Die Situation in „unserem“ Revier lässt sich wie folgt beschreiben: Die Aufhaldung gigantischer Mengen von Salzabfällen zu gebirgsähnlichen Halden nimmt weiter zu, die Belastung der Flüsse Werra und Weser durch große Mengen an Salzlaugen bleibt unverändert bestehen, die Verpressung von Produktionsrückständen in tiefe Gesteinsschichten (Plattendolomit ist der Fachausdruck) soll sogar wieder erhöht werden und die Auswaschung großer Mengen Salzlauge aus den Salzgebirgen, die wiederum Boden, Grundwasser und Gewässer zusätzlich belasten, besteht in erhöhtem Umfang fort, weil immer neue Produktionsrückstände aufgehaldet werden.

Vor dem Hintergrund dieses traurigen Szenarios dürfen Sie jetzt das tapfere, hochsolidarische Verhalten der beiden SPD-Genossen selbst einschätzen: Der Konzern, dem seit dem unwürdigen Gezerre am sogenannten runden Tisch, die Goldmedaille für die beste Hinhalte- und Investitionsvermeidungstaktik gebührt, bringt es fertig, gerade durch seine allen Gesetzen, Verordnungen und Richtlinien spottende Ignoranz der Umwelt und den hier lebenden Menschen gegenüber, in großem Umfang die Trinkwassergewinnung zu gefährden und die Flüsse Weser und Werra weiterhin zu verseuchen.
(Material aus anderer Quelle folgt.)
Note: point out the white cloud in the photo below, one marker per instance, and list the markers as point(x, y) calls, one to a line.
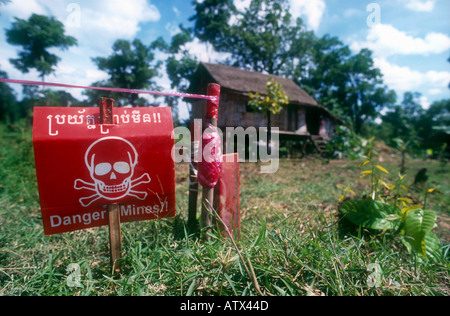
point(420, 5)
point(385, 40)
point(101, 22)
point(18, 9)
point(311, 10)
point(402, 78)
point(205, 52)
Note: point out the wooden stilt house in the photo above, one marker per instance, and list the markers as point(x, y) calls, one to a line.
point(302, 119)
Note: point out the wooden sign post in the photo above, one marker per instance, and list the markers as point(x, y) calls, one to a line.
point(106, 106)
point(96, 168)
point(212, 115)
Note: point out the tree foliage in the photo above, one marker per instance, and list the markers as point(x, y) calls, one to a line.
point(130, 66)
point(36, 35)
point(264, 37)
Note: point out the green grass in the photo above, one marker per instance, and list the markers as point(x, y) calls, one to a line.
point(289, 234)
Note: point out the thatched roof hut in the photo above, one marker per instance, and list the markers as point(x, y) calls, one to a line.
point(303, 116)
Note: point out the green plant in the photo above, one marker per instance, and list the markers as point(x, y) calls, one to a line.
point(386, 211)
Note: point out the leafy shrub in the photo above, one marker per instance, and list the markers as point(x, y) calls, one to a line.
point(386, 210)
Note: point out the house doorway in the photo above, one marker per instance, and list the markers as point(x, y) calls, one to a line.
point(313, 120)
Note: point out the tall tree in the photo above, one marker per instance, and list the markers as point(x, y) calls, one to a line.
point(7, 101)
point(270, 103)
point(263, 37)
point(349, 85)
point(36, 35)
point(130, 66)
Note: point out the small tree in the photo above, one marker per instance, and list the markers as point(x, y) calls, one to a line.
point(130, 66)
point(36, 36)
point(271, 103)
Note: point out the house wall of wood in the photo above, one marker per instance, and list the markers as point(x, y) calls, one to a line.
point(234, 112)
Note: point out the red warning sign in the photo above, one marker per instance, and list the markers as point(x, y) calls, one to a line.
point(82, 166)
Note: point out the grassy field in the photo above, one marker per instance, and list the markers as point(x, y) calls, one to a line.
point(289, 234)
Von der Verschandelung des Landschaftsbildes, der Minderung der Zukunftschancen durch die Verhinderung des Einsatzes von leistungsfähiger Technik ganz zu schweigen. Landesregierung und Genehmigungsbehörden machen alles mit!
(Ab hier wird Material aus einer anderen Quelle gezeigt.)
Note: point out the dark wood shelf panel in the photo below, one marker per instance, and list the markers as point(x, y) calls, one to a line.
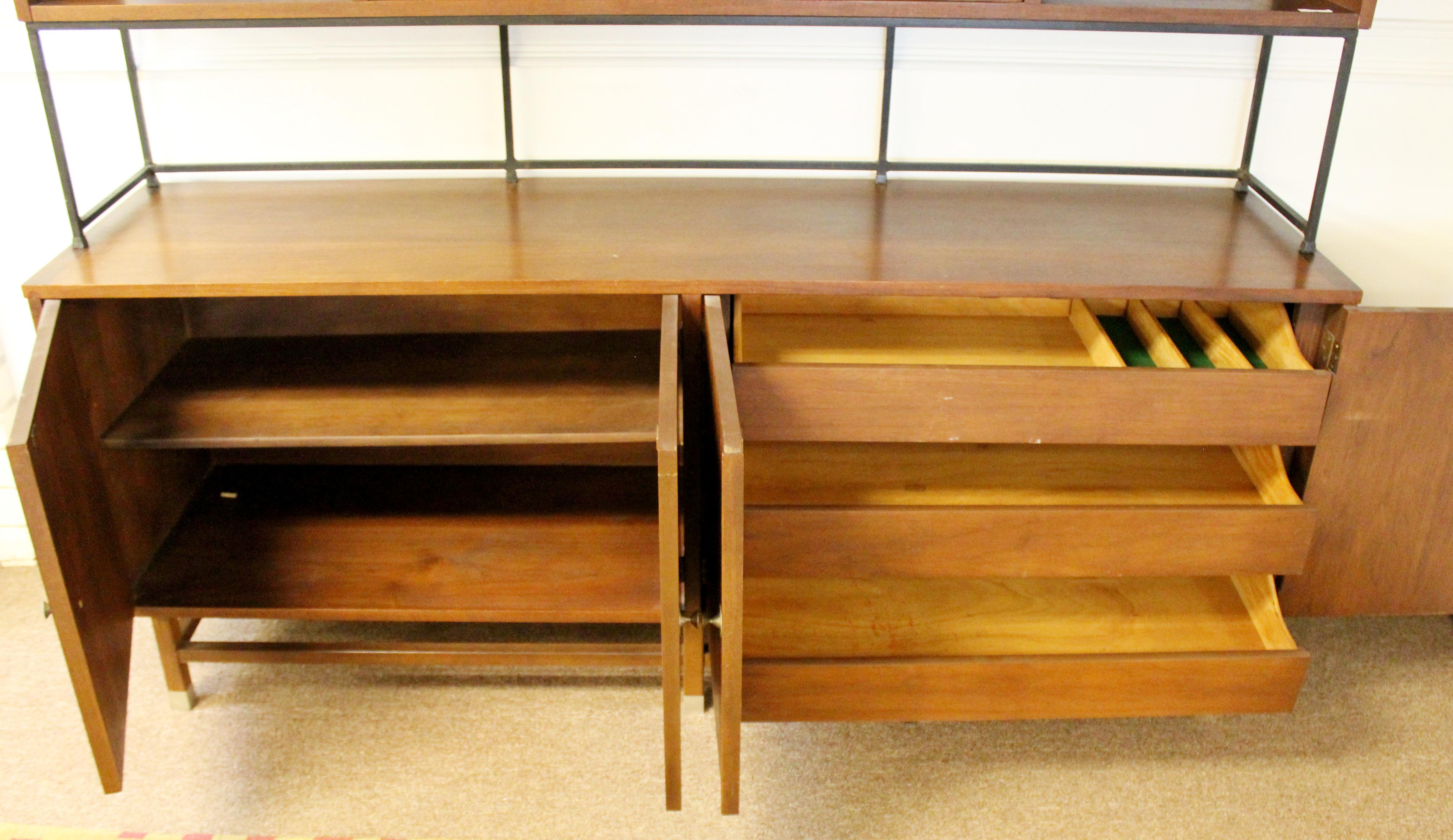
point(400, 391)
point(694, 236)
point(513, 544)
point(1343, 14)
Derartiges Handeln einer sturen Konzernspitze verdient keine Solidarität, von niemandem – auch nicht von Sozialdemokraten. Was es braucht ist vielmehr geharnischte und qualifizierte Kritik. Davon jedoch sind die Herren Decker und Frankenberger leider weit entfernt, vermutlich auch gar nicht fähig. Wenn K+S, angesichts fallender Aktienkurse und Salzpreise auf dem Weltmarkt, sich am Ende nach Kanada wegmacht, bleiben wir alle hier auf Ewigkeitslasten sitzen.

Auf die Presseerklärung der Herren Frankenberger und Decker, wenn es vielleicht bald soweit kommt, bin ich dann sehr gespannt!